Jean-Patrick Pourtal, l’ésotérisme secret des Templiers et le néo-templarisme
Jean-Patrick Pourtal est un passionné des Mystères de l’Histoire, et notamment de Rennes-le-Château et des Templiers. Il est aussi un photographe de talent. Jean-Patrick Pourtal partage dans cette interview sa vision sur certains mouvements néo-templiers qui apparaissent en France de nos jours et sur la possibilité d’un ordre ésotérique secret au sein même de l’Ordre du Temple.
Jean-Patrick Pourtal, d’où viennent, en 2024, les mouvements néo-templiers ?
Le néo-templarisme remonte assez loin, les premières traces sont autour de 1717, c’est le fameux chevalier de Ramsay qui dans son discours maçonnique va parler des Templiers qui auraient ramené des secrets de Terre Sainte. Petit à petit on va avoir une transformation de ce discours, et on va parler de plus en plus des Templiers dans les loges jusqu’à aujourd’hui. D’autres vont créer des associations templières, et le néo-templarisme va démarrer à partir de là.

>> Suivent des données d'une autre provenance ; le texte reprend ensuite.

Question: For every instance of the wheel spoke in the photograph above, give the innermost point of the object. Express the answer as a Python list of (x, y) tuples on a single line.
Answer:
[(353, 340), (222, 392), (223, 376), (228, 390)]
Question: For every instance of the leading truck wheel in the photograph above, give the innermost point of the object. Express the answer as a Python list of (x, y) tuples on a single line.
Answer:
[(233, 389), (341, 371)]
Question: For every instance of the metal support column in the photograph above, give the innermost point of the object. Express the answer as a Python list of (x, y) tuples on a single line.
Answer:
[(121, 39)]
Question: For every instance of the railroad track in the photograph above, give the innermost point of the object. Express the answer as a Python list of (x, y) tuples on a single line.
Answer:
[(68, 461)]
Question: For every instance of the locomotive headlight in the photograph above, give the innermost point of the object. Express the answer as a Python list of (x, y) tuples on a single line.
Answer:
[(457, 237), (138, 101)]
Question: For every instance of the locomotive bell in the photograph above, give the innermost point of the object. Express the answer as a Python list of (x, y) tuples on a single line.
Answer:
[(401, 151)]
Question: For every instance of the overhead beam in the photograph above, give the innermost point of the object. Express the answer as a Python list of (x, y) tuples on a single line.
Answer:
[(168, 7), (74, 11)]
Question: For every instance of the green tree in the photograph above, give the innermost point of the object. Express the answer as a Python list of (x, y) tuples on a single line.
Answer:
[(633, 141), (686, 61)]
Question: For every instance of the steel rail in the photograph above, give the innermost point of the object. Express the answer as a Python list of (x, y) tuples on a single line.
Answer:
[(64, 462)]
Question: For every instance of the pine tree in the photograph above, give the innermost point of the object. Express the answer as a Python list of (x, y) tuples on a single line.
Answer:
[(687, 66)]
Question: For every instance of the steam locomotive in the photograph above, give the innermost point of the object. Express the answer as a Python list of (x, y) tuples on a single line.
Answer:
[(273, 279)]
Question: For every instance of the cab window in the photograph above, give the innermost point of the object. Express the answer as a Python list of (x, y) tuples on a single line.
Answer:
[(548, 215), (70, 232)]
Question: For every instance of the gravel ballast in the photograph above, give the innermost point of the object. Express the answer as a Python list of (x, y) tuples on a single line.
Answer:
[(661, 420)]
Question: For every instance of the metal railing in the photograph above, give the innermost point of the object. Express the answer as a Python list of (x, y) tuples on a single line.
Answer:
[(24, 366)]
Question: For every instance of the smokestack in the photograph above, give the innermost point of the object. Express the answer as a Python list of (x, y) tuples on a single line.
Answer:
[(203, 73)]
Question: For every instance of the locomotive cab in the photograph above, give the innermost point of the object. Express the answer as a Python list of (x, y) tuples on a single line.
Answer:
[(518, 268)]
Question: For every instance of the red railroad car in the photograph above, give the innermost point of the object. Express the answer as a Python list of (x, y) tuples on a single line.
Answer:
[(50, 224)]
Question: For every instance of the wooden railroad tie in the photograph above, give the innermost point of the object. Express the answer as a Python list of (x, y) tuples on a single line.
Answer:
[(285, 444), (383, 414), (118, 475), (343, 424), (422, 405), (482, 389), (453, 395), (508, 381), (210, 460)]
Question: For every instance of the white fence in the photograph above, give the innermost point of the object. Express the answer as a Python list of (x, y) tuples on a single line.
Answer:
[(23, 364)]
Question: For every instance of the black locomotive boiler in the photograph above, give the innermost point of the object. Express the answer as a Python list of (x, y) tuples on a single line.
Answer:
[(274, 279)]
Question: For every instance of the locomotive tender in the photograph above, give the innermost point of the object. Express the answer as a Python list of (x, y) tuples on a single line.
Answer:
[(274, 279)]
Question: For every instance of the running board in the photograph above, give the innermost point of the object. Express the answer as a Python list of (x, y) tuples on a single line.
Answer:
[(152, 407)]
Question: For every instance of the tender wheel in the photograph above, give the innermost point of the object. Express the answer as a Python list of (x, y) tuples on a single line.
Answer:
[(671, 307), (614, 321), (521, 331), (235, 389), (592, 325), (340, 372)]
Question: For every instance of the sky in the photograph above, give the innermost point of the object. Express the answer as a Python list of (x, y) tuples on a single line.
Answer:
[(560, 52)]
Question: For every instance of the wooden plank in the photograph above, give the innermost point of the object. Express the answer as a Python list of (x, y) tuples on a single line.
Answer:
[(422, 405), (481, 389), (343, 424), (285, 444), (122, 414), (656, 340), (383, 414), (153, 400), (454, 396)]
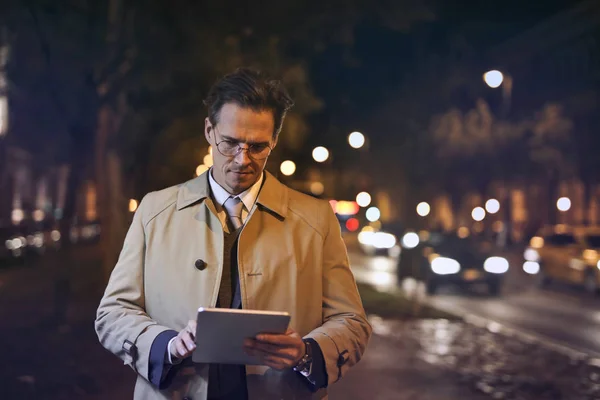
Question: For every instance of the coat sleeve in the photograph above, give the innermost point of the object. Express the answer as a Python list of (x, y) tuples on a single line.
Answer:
[(345, 331), (122, 324)]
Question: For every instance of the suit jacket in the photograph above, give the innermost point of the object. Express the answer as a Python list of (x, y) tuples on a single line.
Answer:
[(291, 257)]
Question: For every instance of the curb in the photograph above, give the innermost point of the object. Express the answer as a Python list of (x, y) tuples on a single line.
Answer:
[(588, 356)]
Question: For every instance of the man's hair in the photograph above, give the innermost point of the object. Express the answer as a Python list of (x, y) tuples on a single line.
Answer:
[(252, 89)]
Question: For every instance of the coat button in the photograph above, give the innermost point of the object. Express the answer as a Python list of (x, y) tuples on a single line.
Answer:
[(200, 264)]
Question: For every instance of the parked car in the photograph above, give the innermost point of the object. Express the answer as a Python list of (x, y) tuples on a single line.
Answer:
[(13, 245), (565, 254), (447, 259)]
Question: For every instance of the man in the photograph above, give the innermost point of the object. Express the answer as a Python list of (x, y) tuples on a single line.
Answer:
[(235, 237)]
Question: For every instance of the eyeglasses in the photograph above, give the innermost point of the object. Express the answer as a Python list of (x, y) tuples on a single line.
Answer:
[(231, 148)]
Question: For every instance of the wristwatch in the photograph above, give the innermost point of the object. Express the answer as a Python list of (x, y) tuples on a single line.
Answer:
[(305, 362)]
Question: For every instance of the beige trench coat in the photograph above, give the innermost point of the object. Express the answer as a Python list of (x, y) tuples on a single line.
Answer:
[(291, 258)]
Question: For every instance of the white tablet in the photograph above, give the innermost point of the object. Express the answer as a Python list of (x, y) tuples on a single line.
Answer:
[(221, 332)]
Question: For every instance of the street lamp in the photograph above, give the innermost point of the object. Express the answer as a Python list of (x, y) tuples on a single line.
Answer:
[(320, 154), (492, 206), (288, 168), (493, 78), (373, 214), (363, 199), (356, 140), (478, 214), (563, 204)]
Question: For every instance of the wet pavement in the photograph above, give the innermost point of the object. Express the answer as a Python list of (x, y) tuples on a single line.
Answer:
[(56, 355), (486, 363)]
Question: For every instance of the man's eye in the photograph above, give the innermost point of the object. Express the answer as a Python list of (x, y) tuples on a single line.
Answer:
[(230, 143)]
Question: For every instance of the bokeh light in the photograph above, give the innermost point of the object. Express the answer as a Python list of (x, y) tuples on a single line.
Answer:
[(356, 140), (288, 168), (320, 154), (423, 209), (563, 204), (492, 206), (478, 214), (363, 199), (493, 78), (373, 214)]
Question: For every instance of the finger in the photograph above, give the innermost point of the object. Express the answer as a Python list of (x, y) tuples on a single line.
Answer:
[(285, 352), (275, 362), (281, 340), (191, 328)]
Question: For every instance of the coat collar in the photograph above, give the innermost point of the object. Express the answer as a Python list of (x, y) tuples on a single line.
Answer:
[(273, 194)]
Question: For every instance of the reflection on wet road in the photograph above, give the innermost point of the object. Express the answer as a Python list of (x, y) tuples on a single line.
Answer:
[(562, 316)]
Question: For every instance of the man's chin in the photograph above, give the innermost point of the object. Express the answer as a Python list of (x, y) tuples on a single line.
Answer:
[(241, 182)]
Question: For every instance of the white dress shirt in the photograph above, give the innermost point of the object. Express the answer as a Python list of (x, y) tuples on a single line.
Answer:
[(220, 196)]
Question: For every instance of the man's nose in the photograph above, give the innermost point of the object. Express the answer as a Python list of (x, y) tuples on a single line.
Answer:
[(242, 157)]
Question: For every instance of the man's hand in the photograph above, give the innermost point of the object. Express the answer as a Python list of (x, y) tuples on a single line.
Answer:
[(278, 351), (185, 342)]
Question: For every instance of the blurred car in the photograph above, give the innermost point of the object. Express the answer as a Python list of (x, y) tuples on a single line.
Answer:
[(447, 259), (380, 242), (13, 245), (565, 254)]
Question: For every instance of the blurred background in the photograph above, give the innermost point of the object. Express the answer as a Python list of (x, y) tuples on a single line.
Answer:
[(457, 142)]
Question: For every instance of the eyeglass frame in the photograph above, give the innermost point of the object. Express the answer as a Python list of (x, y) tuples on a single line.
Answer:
[(240, 148)]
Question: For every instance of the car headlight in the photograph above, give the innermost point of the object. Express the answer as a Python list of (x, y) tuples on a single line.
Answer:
[(531, 255), (531, 267), (496, 265), (445, 266), (383, 240), (366, 238)]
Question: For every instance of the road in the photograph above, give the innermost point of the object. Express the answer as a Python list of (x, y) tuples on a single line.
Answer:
[(560, 316)]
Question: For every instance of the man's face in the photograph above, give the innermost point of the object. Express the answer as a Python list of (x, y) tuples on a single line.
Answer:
[(245, 127)]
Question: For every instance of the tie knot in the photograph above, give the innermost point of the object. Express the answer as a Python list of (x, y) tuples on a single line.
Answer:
[(234, 206)]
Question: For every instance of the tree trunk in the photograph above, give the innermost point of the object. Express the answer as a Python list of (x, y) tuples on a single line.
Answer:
[(552, 193)]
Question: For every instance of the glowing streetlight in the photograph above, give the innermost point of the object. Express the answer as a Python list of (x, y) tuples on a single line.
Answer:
[(363, 199), (287, 168), (317, 188), (492, 206), (478, 214), (493, 78), (423, 209), (373, 214), (320, 154), (563, 204), (356, 140), (410, 240), (200, 169)]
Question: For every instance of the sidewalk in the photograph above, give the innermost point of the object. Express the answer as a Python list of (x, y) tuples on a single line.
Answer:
[(406, 360)]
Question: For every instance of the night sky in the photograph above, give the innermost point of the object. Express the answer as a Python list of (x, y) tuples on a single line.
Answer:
[(352, 92)]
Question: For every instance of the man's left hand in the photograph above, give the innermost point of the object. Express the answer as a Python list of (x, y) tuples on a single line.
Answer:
[(278, 351)]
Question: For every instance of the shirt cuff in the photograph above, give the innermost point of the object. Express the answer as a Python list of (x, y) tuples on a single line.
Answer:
[(159, 370), (317, 373), (168, 358)]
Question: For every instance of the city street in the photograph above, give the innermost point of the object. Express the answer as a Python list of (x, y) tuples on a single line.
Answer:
[(560, 316), (51, 350), (53, 353)]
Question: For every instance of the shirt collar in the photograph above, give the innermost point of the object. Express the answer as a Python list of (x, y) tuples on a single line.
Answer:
[(248, 196)]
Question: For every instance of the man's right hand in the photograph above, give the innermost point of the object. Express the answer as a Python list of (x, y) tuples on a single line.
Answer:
[(185, 342)]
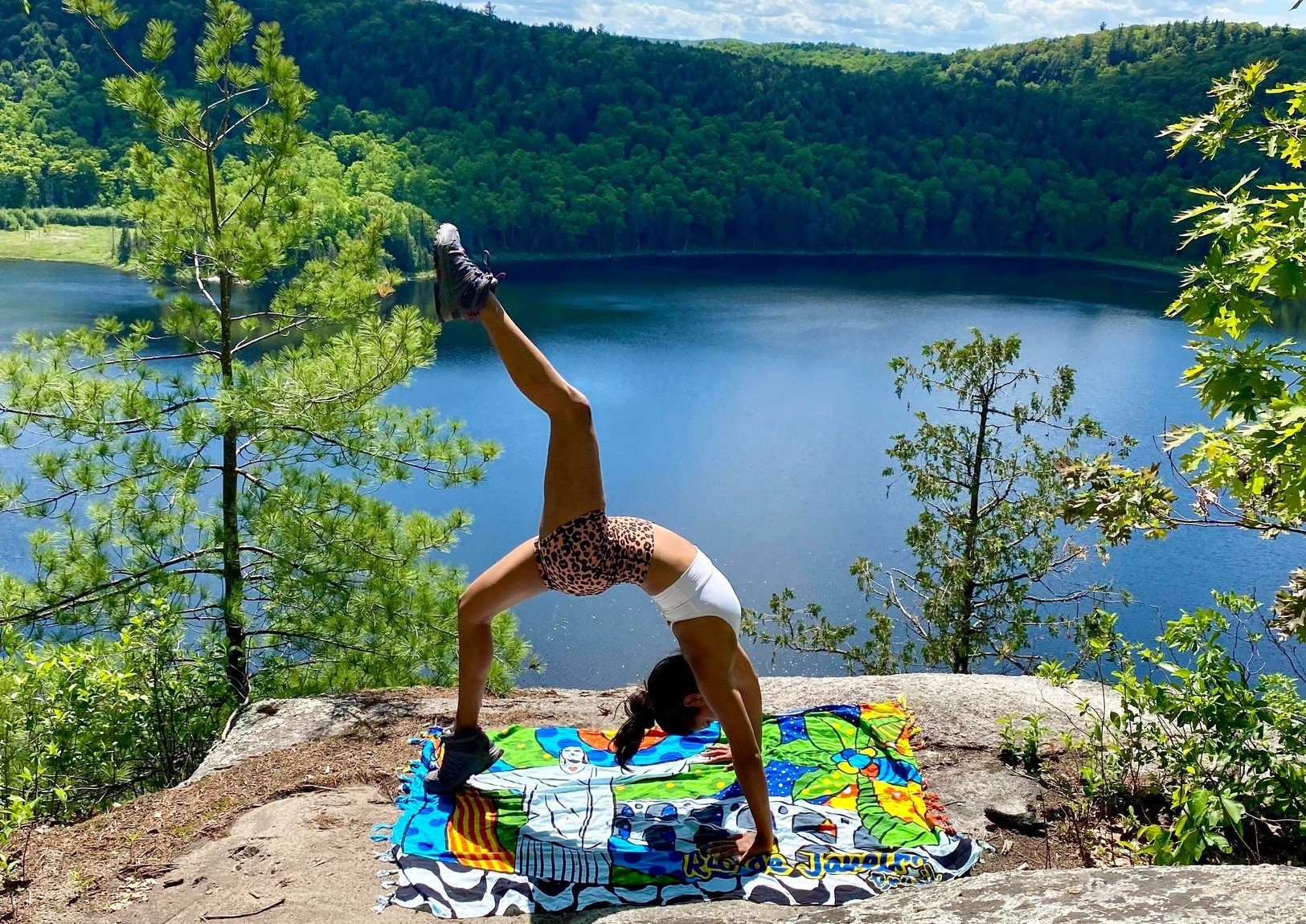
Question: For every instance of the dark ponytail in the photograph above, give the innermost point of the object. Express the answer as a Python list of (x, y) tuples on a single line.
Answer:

Jean-Patrick Pourtal, auteur et conférencier de talent © Jean-Patrick Pourtal
Et aujourd’hui, en 2024 en France, y a-t-il beaucoup d’organisations templières ?
Récemment j’ai moi-même recensé 80 organisations qui se disaient néo-templières. Par exemple des organisations sympathiques de personnes simplement heureuses de vivre comme des Templiers, qui organisent des réunions médiévales et s’habillent en chevalier.
D’autres vont participer à des réunions à caractère plus philosophique et veulent poursuivre les études que l’on pense que les Templiers faisaient en leur temps, ce qui peut se rapprocher de la réflexion maçonnique dans certains cas.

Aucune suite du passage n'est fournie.